If it takes a village to raise a child, should it take a village to bring one into the world?
Many times in my Antenatal Classes for NCT, clients express their fears that they'll be swamped with visitors after their baby's birth. Well meaning family, mainly, that they worry will overwhelm them and try to take over. In reunions for these classes though, it is rare to hear anyone say they had too much help after their baby was born....so it really does seem to be true that it takes a village to raise a child.
What about bringing one into the world though? For myself I know I only imagined me and my partner at the birth, barely even thinking about the midwife, let alone anyone else being there. When the time came though, I asked my sister-in-law to be there, instinctively feeling I might need a bit of female, intuitive comfort. She did some preparation for the role and even came to an NCT class with us to be sure she'd be a good birth partner.

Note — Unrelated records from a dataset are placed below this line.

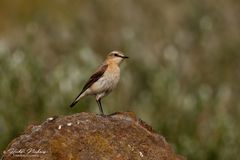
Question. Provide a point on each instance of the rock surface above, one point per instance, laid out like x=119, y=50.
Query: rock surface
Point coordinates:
x=87, y=136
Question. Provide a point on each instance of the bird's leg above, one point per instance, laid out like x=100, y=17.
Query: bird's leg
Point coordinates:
x=100, y=106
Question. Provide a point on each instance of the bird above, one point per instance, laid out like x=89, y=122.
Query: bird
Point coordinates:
x=104, y=80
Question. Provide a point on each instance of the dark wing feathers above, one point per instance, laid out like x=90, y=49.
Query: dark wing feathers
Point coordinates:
x=96, y=76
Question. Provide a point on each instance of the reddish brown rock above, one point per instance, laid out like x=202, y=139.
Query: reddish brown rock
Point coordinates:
x=86, y=136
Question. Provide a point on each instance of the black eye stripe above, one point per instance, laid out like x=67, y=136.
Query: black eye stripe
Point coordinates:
x=117, y=55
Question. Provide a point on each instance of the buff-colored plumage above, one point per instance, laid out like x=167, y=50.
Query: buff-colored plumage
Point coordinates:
x=104, y=80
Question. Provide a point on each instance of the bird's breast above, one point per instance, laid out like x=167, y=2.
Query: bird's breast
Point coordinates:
x=107, y=82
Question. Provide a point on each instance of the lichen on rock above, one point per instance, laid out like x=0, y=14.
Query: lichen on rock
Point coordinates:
x=87, y=136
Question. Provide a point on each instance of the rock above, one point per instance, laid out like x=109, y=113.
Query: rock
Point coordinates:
x=86, y=136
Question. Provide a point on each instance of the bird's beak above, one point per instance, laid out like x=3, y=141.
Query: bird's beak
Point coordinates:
x=125, y=57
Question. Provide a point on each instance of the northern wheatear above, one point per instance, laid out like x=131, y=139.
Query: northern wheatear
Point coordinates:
x=104, y=80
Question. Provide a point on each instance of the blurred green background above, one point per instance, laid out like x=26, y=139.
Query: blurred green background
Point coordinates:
x=183, y=76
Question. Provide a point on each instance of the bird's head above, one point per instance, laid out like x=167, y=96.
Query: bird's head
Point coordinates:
x=115, y=57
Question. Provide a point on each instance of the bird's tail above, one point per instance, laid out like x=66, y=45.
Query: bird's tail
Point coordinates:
x=76, y=100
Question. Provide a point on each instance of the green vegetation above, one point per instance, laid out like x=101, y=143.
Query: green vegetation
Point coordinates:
x=183, y=76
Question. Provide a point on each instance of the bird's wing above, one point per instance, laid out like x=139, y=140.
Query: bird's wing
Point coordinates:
x=96, y=76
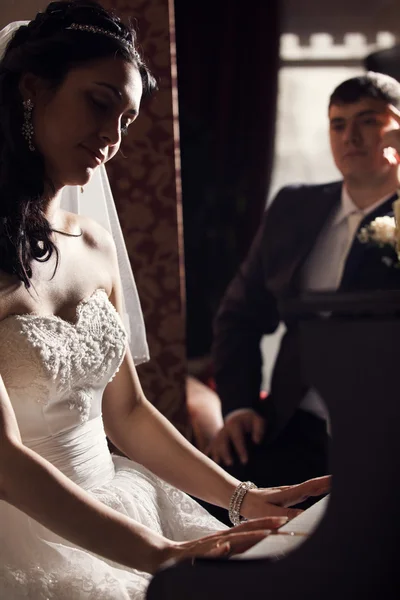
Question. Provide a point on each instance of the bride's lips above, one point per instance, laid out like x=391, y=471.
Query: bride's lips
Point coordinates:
x=97, y=157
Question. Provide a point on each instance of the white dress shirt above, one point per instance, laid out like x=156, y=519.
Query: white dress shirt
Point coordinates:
x=324, y=267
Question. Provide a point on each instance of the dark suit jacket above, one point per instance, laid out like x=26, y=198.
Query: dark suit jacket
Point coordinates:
x=271, y=273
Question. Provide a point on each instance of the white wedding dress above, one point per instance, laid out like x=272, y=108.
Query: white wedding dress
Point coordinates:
x=55, y=373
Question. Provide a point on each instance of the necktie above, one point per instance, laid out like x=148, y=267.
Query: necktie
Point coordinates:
x=353, y=221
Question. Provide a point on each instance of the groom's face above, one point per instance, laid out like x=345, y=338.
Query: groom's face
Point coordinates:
x=79, y=126
x=356, y=131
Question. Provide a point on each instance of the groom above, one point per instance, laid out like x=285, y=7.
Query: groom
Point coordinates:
x=307, y=241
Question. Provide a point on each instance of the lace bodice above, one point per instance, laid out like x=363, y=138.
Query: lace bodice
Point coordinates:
x=55, y=371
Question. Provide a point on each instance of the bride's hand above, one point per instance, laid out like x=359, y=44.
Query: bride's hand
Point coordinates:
x=225, y=543
x=273, y=501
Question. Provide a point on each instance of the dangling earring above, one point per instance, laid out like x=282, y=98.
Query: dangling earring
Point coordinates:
x=27, y=127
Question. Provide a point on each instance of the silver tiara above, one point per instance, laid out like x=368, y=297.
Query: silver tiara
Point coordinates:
x=94, y=29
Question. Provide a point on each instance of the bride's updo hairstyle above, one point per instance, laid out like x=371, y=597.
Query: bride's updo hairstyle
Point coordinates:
x=48, y=47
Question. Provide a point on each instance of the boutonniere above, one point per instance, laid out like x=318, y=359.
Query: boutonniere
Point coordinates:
x=384, y=231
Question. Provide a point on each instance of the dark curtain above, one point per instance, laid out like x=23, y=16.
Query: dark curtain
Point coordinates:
x=228, y=56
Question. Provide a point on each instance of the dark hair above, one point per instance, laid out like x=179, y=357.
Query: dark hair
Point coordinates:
x=47, y=48
x=371, y=85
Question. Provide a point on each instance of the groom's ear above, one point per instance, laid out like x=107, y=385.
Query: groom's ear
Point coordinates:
x=31, y=87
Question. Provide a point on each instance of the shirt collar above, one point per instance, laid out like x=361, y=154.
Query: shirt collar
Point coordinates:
x=347, y=206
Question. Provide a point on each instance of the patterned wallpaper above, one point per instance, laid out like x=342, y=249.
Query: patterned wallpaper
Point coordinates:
x=147, y=193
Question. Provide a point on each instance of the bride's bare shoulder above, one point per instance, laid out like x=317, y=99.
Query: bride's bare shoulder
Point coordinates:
x=95, y=236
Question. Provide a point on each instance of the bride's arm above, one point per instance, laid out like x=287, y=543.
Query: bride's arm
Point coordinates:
x=140, y=431
x=34, y=486
x=37, y=488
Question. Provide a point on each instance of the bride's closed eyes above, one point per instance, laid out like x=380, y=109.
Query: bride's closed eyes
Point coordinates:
x=105, y=106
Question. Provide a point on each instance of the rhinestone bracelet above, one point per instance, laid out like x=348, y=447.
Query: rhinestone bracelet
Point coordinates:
x=236, y=500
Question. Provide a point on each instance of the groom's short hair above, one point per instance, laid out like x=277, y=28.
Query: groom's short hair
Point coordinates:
x=370, y=85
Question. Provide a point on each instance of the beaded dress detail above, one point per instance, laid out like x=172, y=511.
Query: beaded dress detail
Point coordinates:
x=55, y=372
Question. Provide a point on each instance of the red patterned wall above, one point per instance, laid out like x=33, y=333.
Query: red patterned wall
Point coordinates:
x=147, y=197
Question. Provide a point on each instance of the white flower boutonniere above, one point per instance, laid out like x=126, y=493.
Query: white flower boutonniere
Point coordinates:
x=381, y=231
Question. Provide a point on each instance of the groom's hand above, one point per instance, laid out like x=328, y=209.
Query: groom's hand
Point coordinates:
x=237, y=426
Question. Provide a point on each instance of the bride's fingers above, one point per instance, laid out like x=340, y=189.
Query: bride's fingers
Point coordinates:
x=300, y=492
x=261, y=523
x=394, y=113
x=234, y=544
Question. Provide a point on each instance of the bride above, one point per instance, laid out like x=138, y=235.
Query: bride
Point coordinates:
x=75, y=521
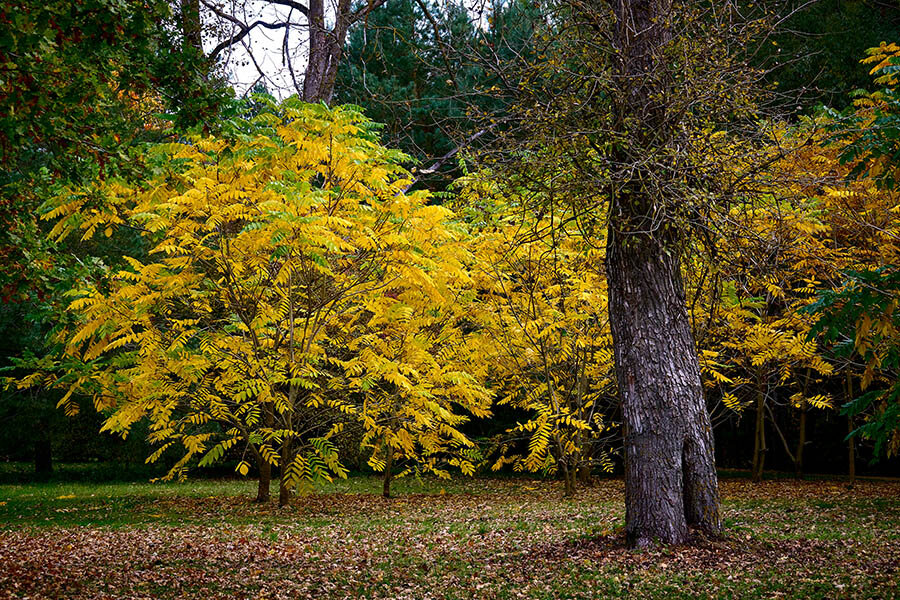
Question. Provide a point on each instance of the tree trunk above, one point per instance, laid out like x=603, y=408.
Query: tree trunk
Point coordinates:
x=851, y=443
x=285, y=484
x=670, y=475
x=265, y=480
x=388, y=471
x=759, y=440
x=192, y=26
x=265, y=467
x=801, y=443
x=569, y=479
x=326, y=47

Rewind 20 years and I was invited to be a birth partner for my friend, along with her husband. I was in my early 20s and just married myself and longing to be pregnant. I jumped at the chance to be her birth partner but did little preparation. I'd done a midwifery module in my nurse training and felt sure that would be enough; but of course it wasn't. I felt completely overwhelmed by the pain that her induced labour on a brightly lit ward brought her - I hadn't even heard the word Oxytocin (birth hormone) before and had no idea about creating an ideal birth environment (calm, dimly lit, peaceful, warm ,comfortable - in case you were wondering!) that would help her to produce it. Neither me or her husband even thought to rub her back; none of us had heard of breathing and visualisation for labour. My only positive contribution was to squeak nervously to the midwife that maybe some gas and air would be good. My dear friend was most gracious and always insisted she couldn't have done it without me; knowing what I know now, I find it hard to believe!
However, back to the experience I had with my sister-in-law. She had done some preparation and so had we. She was quiet and considerate. She took care of my husband as well as me. She fed me little high energy snacks when my husband was a bit too overwhelmed to think of it; she tied my hair back with a scrunchy when I got too hot - I'm don't know if my husband knows how to do that! She put balm on my lips when they became dry due to all the labour breathing. She offered me water between every contraction. Things that came naturally to her, but didn't to my husband.

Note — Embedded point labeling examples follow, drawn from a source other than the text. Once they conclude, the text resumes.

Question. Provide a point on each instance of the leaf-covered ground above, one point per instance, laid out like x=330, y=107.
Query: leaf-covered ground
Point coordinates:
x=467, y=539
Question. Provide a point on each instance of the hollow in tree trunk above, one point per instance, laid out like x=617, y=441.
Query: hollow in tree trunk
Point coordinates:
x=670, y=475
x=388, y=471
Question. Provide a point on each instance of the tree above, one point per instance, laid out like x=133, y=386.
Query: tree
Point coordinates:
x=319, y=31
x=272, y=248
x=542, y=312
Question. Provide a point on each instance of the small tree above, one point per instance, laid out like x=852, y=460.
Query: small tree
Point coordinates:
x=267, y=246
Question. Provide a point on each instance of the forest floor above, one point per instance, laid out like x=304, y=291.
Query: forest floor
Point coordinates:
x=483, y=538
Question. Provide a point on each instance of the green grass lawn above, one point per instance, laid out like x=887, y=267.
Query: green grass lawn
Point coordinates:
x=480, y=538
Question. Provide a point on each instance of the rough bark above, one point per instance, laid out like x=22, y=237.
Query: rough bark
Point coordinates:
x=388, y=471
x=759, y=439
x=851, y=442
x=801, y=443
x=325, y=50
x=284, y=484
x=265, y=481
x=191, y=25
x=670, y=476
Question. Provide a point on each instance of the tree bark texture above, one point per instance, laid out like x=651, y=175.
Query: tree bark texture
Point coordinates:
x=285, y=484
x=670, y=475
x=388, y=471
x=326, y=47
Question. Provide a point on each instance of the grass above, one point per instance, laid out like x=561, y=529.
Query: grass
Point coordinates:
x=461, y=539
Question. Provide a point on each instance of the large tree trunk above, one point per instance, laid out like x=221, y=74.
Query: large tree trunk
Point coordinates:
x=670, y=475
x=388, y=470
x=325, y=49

Research shows that when a woman has another woman (who has had a baby) with her, she tends to labour more quickly and use less medicated pain management. Most units are happy for women to have two birth partners. In the unlikely situation that a baby has to go to Special Care after birth, one birth partner can stay with the baby and one can stay with Mum. Two birth partners can tag team in a long labour so Mum always has someone who is relatively fresh supporting her. If there are two birth partners, one can nip out to get a forgotten item or update waiting family and friends...or just nip to the loo!...without having to leave Mum alone. However, many women and their partners feel uncomfortable about inviting anyone but themselves into this most intimate experience.

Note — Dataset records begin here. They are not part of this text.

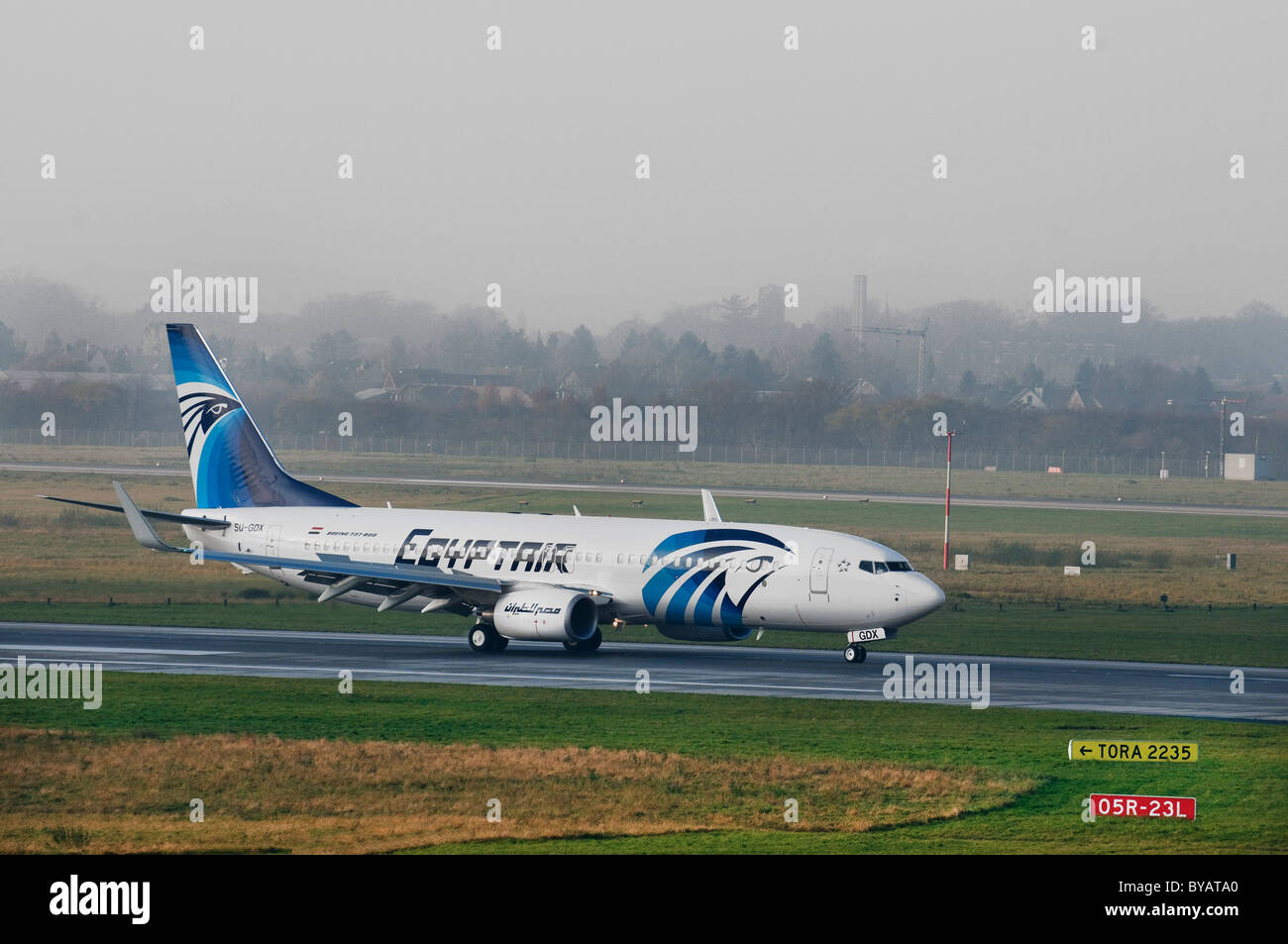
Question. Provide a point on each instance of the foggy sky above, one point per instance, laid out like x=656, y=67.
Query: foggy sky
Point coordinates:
x=778, y=166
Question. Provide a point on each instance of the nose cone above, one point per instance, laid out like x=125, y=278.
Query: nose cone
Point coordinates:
x=922, y=596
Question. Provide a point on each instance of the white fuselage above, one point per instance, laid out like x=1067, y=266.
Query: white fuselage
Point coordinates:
x=651, y=571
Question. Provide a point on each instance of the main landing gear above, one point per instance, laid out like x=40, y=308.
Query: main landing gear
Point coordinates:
x=484, y=638
x=587, y=644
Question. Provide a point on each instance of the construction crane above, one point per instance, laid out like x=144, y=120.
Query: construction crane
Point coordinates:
x=921, y=347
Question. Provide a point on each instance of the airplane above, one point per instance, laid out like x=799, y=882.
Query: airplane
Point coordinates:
x=554, y=578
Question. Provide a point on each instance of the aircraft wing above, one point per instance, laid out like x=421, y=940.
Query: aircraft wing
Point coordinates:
x=393, y=579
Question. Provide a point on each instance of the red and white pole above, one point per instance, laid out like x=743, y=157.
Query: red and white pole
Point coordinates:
x=948, y=493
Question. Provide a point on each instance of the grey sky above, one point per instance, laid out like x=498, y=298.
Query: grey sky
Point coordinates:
x=767, y=165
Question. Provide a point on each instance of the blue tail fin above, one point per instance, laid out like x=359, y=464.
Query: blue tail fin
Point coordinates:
x=232, y=467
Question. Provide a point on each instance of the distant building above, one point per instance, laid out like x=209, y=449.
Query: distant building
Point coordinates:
x=1054, y=397
x=445, y=390
x=1247, y=467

How do you feel? Do you have a close female relative or friend who would be a wonderful birth partner who could support both you and your partner? Even if you couldn't bear the idea of someone else at your birth, could you still have a 'village', a support team, around you?
'Team members' could take care of parking the car for you, or taking it home and coming back to collect you so that parking, permits, the cost and the logistics of hospital parking are removed. Could someone be your runner? Not actually in the room but just outside ready to fetch things from the car or pop out to get something that is needed. Could you have someone who you feed info to and they update others? Could there be people in your home, keeping it warm and stocked with food ready to welcome you home? Many a father who had to come home for a night or two without his partner and baby can testify how nice it would have been to come back to a brightly lit home, some compassionate company and a good meal rather than a cold, dark one where he sat alone missing mum and baby. It can be worth thinking outside the box and building in that sense of team work as you birth your baby. We hear so much about it for after the birth, why not during it too?
Not all of us have such support, perhaps not even from a partner. Doula.org.uk are the registering body for UK professional birth partners. Women (usually) who have had children themselves and undertaken training to be able to provide support for birth - often being able to massage and support or suggest breathing and visualisation for birth. They can act as your advocate or melt into the background. If cost is an issue, they have an access fund to help pay for their services. NCT also provides Doulas (https://www.nct.org.uk/courses/antenatal/antenatal-services/doula) who are fully trained and licensed. You could even go as far as to hire your own private midwife. Have a look at imuk.org.uk for the amazing range of services they can offer you at home or at hospital as a professional birth partner. One couple having a very high risk pregnancy, hired a private midwife to come to their home antenatally to give them a sense of normality in their pregnancy, along side their many consultant appointments in hospital. She was at their much needed premature elective cesarean birth doing the same thing...capturing moments of normality for them and supporting their wants as well as their needs in their unique situation.
Have a think about who could support you and don't be afraid to gather your village now, and not just after, the birth.